Many people think that “invest in loss” means going exclusively where you opponent wants you to. But if you do that, you get pushed every time and you do not learn anything, except perhaps, the lesson that where your opponent wants you to go is not really where you wanted to go. How do you know this is not what “invest in loss” means? When you keep losing by going where your opponent sends you, and you have not learned how not to get pushed by going there. That should be the clue that you should not keep going there (whereever there may be). Another clue is that Professor Cheng, who said it, did not get pushed by anyone, of any skill level.
So what does “invest in loss” really mean? The answer to that is also the answer to what makes a good neutralization. Your neutralization should be one that sticks to your opponent and goes 90% of the way to where he wants to go, and then the last 10% goes where you want to go. This way your opponent barely feels you as you disappear before him. He is traveling more and more into your trap. But it is not just about giving way. At the end of your neutralization, you need to have a line to push, and the power to do so.
So do not mindlessly give way along his path. If you do you will be pushed at your opponent’s pleasure. Mindfully give way along his path, or one so very close to where he wants to go, that he thinks it is where he wants to go. This will, after much practice and gaining an understanding of the paths of neutralization, leave you in a position to push when his force is spent and he is over-extended, and therefore easier to push. To do this you need to listen to yourself, your own body first, before you ever listen to your opponent. You have to know your balance and your root, so that you can relax into them when you are being pushed. This way you grow more compressed and stronger as your opponent overextends.
If you do not learn to listen to yourself and judge where you are as well as where your opponent is, you will fall into one of two errors: Going to a neutralizing position, and getting there too soon is the first problem. Going to a position and aiming to get there too late (offering too much resistance) is the other.
On getting there too soon, when you run away, you give your partner an opportunity to push you, either in the direction you were going, or in a direction of opportunity because you have vacated the space. Stick you your opponent and you will get there when you should, when your opponent is overextended, off balance and thinks he has you. It is not the position absolute, but the position relative, that makes a neutralization. When you arrive with him, you have power and you can own his balance. Arrive too soon and you will have given away your power and he will own your balance. Also, make sure you retreat to a place where you are strong, and not weak or off balance so that a good push can happen.

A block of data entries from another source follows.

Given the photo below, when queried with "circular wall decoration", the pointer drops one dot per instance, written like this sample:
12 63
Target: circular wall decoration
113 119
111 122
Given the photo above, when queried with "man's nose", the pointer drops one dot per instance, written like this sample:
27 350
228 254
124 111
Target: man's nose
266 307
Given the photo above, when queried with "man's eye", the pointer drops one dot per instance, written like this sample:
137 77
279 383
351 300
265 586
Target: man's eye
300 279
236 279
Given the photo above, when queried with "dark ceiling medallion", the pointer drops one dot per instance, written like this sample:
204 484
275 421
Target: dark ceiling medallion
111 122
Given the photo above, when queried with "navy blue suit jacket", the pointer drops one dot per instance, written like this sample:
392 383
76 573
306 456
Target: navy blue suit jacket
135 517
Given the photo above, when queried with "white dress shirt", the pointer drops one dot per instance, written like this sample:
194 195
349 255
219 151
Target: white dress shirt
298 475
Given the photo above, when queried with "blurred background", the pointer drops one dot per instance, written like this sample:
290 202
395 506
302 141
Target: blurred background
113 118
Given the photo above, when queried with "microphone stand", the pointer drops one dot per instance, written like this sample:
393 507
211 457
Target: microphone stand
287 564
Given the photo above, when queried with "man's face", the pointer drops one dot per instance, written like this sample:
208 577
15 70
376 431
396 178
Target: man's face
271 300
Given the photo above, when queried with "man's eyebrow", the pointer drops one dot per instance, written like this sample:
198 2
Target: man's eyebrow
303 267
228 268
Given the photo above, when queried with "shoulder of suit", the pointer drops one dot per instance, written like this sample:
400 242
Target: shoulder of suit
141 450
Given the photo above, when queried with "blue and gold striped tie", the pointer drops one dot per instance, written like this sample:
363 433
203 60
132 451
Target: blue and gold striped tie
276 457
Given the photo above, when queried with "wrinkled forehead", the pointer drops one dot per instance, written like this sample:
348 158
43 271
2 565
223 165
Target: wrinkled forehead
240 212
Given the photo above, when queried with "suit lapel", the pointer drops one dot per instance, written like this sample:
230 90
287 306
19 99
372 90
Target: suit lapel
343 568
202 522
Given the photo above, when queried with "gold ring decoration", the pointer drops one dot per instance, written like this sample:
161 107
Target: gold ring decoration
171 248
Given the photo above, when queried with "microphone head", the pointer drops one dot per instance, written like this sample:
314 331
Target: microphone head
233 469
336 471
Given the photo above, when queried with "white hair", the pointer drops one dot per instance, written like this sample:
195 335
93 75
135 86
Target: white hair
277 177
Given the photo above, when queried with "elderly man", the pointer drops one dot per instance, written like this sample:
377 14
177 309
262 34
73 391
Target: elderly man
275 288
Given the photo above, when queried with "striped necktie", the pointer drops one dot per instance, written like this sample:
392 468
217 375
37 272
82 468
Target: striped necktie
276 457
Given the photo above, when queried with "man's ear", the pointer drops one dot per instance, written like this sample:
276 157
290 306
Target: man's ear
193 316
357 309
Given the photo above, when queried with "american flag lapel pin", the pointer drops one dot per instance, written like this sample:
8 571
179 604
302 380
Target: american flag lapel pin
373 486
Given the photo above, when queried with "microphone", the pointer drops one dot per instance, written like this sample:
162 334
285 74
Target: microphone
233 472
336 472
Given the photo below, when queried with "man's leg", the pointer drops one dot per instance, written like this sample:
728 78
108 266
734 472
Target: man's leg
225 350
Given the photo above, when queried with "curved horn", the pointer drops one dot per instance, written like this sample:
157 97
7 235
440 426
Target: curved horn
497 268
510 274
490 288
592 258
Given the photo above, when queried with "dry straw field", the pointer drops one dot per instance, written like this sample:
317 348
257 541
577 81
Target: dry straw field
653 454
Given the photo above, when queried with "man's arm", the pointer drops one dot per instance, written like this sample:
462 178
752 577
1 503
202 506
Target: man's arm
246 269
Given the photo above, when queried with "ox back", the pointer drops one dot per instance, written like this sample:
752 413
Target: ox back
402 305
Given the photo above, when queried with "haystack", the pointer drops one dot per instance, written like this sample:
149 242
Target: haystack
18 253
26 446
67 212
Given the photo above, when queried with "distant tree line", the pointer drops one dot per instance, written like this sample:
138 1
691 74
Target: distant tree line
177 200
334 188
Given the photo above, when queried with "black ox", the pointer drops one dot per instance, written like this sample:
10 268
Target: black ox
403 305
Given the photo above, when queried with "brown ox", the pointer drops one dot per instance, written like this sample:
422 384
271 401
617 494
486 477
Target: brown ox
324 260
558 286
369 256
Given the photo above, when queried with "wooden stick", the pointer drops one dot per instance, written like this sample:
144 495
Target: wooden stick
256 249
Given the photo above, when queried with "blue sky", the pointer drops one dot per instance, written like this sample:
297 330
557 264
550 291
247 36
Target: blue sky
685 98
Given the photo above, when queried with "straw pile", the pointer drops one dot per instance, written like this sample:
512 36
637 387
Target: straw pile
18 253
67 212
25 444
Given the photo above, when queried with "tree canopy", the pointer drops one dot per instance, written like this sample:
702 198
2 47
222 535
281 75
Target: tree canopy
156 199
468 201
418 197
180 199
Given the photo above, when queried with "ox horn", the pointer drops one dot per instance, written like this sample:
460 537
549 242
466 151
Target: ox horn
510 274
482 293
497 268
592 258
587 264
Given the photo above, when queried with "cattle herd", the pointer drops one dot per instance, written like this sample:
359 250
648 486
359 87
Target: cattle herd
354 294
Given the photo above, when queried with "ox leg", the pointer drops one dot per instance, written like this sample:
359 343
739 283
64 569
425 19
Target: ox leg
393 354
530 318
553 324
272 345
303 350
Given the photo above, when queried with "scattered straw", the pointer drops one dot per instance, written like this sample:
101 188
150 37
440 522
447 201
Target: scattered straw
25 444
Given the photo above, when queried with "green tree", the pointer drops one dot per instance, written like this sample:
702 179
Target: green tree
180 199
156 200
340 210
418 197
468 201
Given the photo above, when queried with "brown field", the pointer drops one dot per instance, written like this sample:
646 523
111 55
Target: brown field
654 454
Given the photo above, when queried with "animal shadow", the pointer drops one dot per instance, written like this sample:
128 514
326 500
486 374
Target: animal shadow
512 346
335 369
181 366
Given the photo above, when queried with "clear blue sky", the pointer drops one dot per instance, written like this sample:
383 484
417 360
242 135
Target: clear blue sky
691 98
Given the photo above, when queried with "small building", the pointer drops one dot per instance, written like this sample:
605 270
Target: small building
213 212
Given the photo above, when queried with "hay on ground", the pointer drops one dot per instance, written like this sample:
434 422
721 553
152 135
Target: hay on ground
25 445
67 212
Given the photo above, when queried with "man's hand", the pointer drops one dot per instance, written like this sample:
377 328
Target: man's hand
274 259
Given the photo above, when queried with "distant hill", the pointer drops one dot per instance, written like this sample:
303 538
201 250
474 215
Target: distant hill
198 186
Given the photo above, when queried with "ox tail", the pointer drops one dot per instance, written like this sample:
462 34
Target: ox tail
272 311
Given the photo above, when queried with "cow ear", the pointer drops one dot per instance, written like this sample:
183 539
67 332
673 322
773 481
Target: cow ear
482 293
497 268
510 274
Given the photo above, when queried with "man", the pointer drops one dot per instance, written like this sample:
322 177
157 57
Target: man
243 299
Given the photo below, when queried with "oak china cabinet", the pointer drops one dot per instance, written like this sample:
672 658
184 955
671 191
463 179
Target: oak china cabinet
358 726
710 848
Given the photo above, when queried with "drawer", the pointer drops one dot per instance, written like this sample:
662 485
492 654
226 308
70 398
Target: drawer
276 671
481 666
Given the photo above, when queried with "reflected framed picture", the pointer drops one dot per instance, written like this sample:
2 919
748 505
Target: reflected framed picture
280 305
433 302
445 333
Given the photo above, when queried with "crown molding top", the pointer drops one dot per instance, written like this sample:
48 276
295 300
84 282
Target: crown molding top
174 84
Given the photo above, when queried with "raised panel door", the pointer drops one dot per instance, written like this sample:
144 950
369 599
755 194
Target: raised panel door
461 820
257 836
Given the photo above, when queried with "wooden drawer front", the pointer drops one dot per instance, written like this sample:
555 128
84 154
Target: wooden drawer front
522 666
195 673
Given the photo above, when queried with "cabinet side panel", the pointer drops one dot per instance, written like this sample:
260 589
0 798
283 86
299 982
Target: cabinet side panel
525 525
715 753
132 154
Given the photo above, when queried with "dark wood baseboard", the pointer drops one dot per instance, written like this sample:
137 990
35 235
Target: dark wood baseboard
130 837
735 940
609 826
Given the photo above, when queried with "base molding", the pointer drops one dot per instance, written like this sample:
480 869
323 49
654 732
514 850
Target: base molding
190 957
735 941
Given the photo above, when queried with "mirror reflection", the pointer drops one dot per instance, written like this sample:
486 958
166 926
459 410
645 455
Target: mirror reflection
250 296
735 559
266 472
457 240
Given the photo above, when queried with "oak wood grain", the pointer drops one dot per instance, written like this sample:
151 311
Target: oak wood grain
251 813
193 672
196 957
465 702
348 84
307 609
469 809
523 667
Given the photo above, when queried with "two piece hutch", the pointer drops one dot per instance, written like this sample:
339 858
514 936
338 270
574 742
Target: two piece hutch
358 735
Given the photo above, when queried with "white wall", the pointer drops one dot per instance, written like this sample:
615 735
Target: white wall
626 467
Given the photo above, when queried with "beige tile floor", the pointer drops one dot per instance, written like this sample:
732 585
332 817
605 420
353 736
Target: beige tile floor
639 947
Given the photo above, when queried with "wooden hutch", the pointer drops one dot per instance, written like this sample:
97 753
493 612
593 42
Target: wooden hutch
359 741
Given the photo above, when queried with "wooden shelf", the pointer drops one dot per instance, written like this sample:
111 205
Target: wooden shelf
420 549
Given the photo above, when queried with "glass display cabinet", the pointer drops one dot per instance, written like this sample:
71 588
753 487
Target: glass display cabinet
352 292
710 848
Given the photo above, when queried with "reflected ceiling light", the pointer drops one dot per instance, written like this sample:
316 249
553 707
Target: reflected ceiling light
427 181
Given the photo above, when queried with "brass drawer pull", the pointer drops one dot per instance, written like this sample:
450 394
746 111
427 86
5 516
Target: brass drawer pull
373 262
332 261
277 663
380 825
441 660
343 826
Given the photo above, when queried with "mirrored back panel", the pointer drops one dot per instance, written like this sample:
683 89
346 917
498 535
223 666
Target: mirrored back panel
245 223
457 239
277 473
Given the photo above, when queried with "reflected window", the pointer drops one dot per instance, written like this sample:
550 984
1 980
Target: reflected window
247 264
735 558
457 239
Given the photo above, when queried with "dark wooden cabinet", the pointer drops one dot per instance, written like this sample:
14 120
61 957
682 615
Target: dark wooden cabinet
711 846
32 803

The other part of the problem is getting there too late, or offering too much stiffness or strength. If you are stiff or strong enough you may not get there at all, you may just find yourself pushed. You opponent may be able to push you out, right where you are, even as you begin to try to neutralize. You have to be soft enough to lead him, and offer enough resistance so that he thinks he has you. This is an interesting compromise. Not a texture absolute, but a texture relative to your partner. You need to be light enough so that he has nothing to push, but heavy enough so that he thinks he has you , and maybe, in just another fraction of an inch or two he thinks he will get you.
When you can do this with a partner, and figure out where you are strong and your partner is weak, and can bring your partner into you without sacrificing your balance and position, then you are ready to try with an opponent.